Pillar one OECD digital tax proposals 'not relevant' for insurance sector: Insurance Europe
The insurance industry has no need for the supplementary regulations proposed by the Organisation for Economic Co-operation and Development's (OECD) for the so-called “pillar one” of its programme of work to develop a consensus solution to the taxation challenges arising from the digitalisation of the economy, according to a position paper published today by Insurance Europe, the European insurance and reinsurance federation.
Pillar one deals with the allocation of taxing rights and will review profit allocation and nexus rules. A second pillar will focus on a global anti-base erosion (GloBE) proposal, which aims to ensure that multinationals pay a minimum amount of tax independent of how they organise their business geographically.
As part of its pillar one work, the OECD aims to define the scope of its proposals, including whether some sectors of the economy should be carved out. In this context, the OECD mentions financial services specifically.
In its response, Insurance Europe explained why the insurance business model means that pillar one proposals are not relevant for the sector and why insurers must be excluded from its scope.
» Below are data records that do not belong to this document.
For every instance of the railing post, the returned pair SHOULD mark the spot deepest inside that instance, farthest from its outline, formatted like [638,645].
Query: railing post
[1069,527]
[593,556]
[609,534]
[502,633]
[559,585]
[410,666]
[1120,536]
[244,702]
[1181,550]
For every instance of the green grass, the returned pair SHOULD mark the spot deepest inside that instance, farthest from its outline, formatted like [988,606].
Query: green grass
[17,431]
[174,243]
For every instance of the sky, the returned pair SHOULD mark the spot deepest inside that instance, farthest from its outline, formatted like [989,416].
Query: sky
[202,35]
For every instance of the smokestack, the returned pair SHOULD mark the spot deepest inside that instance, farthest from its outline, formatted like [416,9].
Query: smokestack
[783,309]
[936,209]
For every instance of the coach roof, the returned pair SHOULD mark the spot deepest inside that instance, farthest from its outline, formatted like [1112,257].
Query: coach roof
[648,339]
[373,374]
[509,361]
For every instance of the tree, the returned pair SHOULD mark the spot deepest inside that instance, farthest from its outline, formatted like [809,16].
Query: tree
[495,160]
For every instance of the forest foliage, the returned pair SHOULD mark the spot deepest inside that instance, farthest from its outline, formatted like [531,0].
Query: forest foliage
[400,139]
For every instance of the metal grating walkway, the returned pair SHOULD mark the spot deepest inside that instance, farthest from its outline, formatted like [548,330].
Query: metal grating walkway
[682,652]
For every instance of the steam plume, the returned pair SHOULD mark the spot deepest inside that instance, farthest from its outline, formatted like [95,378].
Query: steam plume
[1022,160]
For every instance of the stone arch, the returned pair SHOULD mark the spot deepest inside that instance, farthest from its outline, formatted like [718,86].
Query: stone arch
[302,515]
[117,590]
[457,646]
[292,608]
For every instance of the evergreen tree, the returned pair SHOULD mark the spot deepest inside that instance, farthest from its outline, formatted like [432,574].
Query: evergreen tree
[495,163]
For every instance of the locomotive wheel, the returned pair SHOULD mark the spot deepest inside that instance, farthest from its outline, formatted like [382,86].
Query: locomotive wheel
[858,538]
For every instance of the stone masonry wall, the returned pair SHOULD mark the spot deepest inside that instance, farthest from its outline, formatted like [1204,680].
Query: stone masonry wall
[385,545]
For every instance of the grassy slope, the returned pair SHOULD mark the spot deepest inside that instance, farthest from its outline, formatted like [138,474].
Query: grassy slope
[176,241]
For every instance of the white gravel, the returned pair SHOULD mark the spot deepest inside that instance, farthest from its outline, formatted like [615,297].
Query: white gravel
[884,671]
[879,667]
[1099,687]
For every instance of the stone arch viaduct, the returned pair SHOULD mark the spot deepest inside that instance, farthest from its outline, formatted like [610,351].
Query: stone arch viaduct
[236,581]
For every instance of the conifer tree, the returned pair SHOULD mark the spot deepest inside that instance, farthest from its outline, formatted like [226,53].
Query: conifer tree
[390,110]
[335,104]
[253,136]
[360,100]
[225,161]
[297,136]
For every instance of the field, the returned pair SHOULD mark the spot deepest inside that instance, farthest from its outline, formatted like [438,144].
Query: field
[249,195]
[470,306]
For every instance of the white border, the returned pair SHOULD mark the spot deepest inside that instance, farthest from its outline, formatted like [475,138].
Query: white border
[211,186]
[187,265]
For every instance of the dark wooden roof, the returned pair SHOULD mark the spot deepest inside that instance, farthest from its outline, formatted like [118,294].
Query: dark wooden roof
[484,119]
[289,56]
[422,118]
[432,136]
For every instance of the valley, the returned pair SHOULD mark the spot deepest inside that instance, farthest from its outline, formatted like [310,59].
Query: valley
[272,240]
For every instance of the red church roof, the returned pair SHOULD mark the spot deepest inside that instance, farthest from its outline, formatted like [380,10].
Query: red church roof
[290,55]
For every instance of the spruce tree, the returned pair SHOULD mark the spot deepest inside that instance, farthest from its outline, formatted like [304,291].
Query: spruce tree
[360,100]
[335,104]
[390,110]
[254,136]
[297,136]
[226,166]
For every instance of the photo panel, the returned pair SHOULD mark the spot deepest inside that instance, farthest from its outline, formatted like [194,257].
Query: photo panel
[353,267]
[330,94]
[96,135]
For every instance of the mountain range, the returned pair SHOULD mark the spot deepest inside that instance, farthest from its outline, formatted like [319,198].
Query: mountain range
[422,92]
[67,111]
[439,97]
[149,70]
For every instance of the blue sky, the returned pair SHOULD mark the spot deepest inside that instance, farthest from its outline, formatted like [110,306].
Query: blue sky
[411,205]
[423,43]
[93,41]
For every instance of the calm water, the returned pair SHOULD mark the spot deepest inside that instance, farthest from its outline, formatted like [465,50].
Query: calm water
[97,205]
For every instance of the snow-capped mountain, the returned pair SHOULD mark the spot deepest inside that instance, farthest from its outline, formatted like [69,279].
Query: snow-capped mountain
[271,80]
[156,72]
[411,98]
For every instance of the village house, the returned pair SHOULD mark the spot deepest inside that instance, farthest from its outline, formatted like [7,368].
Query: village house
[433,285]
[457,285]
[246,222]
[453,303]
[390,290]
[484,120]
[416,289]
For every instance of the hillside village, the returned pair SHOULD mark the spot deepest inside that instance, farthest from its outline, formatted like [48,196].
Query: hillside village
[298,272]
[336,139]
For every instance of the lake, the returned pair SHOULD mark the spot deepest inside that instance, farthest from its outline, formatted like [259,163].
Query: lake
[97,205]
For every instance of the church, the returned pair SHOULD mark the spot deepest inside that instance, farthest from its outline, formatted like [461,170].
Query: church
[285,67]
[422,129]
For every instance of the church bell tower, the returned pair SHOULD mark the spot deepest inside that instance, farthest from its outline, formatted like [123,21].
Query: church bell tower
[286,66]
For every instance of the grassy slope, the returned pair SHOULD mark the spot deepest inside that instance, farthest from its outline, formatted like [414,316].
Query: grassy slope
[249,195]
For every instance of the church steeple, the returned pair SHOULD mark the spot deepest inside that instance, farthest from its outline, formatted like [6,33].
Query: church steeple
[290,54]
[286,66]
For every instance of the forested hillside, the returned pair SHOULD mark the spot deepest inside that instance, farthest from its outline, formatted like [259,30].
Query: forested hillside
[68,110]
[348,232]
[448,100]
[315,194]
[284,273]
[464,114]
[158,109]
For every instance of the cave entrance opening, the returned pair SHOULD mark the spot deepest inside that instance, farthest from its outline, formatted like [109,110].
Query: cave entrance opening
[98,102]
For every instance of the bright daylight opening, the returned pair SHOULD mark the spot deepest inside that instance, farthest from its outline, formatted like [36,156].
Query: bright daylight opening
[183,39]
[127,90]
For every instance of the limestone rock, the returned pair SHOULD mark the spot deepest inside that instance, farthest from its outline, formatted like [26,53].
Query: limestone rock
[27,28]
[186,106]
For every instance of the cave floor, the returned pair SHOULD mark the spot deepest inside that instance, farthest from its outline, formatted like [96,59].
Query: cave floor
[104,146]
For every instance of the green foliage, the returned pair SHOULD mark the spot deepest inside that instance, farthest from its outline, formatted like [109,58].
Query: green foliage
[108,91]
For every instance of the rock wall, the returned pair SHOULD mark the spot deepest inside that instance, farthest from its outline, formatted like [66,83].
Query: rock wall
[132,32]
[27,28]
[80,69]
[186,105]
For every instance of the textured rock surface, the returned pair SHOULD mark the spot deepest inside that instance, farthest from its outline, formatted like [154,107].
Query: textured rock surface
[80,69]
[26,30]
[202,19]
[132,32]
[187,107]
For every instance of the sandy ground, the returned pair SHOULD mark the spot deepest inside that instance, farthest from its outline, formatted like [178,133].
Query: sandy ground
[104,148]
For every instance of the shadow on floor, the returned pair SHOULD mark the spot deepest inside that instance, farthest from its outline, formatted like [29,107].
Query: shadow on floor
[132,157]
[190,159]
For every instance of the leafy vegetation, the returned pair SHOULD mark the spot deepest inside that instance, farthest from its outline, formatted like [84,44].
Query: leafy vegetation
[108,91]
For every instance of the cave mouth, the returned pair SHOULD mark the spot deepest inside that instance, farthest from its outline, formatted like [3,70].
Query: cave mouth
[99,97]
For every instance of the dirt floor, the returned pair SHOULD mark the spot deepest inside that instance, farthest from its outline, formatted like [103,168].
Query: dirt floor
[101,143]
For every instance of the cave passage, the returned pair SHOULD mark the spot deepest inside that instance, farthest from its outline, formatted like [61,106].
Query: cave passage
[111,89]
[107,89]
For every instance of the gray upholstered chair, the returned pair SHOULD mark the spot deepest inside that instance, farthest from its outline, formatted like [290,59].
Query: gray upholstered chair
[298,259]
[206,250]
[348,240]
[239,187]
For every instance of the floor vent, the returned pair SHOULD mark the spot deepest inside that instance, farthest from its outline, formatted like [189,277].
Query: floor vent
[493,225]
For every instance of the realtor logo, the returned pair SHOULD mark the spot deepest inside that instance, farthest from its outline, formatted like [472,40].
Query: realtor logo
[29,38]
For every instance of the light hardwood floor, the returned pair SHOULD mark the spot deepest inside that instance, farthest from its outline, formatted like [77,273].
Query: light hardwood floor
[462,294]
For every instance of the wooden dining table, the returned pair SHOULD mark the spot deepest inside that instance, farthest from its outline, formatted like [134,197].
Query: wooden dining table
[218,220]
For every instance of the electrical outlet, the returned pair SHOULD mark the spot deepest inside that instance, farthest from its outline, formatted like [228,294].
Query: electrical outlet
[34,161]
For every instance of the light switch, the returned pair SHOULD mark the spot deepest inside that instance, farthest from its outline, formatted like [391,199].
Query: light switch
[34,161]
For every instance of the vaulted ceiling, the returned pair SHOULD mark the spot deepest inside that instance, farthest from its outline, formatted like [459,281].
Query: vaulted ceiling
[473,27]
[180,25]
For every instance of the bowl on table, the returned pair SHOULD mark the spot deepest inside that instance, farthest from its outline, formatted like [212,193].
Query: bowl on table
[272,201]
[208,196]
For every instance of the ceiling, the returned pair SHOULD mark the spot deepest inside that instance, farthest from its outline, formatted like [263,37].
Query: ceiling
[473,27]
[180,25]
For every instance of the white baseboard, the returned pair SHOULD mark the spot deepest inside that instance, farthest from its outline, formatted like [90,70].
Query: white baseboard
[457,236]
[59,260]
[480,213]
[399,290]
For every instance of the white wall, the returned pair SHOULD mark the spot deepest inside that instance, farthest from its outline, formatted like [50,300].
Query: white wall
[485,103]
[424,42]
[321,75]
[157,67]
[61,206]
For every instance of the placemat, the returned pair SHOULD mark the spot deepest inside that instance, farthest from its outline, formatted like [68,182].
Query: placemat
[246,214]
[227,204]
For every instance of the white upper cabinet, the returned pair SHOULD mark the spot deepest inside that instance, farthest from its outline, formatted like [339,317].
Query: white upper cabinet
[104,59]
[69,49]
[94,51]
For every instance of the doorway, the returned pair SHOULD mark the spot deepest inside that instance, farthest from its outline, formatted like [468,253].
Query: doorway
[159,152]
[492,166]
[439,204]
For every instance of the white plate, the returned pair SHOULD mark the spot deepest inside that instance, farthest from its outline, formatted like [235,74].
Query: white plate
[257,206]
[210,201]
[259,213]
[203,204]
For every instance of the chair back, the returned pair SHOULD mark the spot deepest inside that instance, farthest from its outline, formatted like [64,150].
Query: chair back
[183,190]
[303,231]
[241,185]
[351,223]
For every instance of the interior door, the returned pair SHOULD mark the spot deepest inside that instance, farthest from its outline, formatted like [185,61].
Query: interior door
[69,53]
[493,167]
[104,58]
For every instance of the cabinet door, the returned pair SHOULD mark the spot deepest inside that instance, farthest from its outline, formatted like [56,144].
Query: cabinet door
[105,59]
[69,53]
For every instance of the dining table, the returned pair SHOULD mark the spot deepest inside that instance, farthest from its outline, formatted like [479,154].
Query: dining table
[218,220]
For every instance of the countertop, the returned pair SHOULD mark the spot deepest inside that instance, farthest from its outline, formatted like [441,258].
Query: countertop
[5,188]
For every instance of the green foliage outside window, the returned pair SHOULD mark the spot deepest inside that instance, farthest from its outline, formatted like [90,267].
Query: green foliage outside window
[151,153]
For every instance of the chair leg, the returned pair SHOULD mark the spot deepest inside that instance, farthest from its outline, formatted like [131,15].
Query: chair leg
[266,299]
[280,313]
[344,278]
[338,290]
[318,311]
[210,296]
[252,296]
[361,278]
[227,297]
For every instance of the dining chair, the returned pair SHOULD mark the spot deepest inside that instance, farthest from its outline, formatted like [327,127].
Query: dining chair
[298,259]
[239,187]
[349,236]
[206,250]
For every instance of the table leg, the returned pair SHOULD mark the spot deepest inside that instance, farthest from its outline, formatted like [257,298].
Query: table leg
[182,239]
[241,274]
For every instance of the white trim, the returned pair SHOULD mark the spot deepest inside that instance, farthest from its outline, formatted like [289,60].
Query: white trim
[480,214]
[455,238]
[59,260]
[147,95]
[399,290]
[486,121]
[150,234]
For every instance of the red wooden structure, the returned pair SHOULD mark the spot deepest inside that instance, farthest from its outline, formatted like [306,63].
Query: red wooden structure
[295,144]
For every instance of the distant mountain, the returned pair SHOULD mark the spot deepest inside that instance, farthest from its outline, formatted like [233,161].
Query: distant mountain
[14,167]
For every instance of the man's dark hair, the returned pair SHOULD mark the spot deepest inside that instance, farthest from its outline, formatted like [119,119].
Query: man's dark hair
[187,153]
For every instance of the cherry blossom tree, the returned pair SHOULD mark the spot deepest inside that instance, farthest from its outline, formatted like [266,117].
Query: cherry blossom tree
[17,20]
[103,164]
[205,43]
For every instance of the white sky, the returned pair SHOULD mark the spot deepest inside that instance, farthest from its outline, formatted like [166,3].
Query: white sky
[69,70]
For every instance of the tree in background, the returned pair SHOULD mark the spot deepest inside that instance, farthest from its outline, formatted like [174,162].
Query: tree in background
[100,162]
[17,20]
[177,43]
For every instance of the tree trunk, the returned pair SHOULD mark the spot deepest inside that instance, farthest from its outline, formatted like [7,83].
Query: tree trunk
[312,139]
It added that the insurance industry will continue to assess the possible implications of pillar two proposals and will respond during the OECD consultation process.
“Insurers are subject to extensive supervisory regulations including the need for specific types of capital in each regulated entity outside the EU,” stated the paper. “Moreover, residual profits (and losses) are returned to the key entrepreneurial risk-taking (KERT) function, which is with the capital-providing insurance entity, usually located in the jurisdiction of the customer.
“Therefore, by design, the taxing rights in the insurance sector are already largely fine-tuned with the jurisdiction of the consumer, so there is no need for the supplementary regulations of Pillar 1.”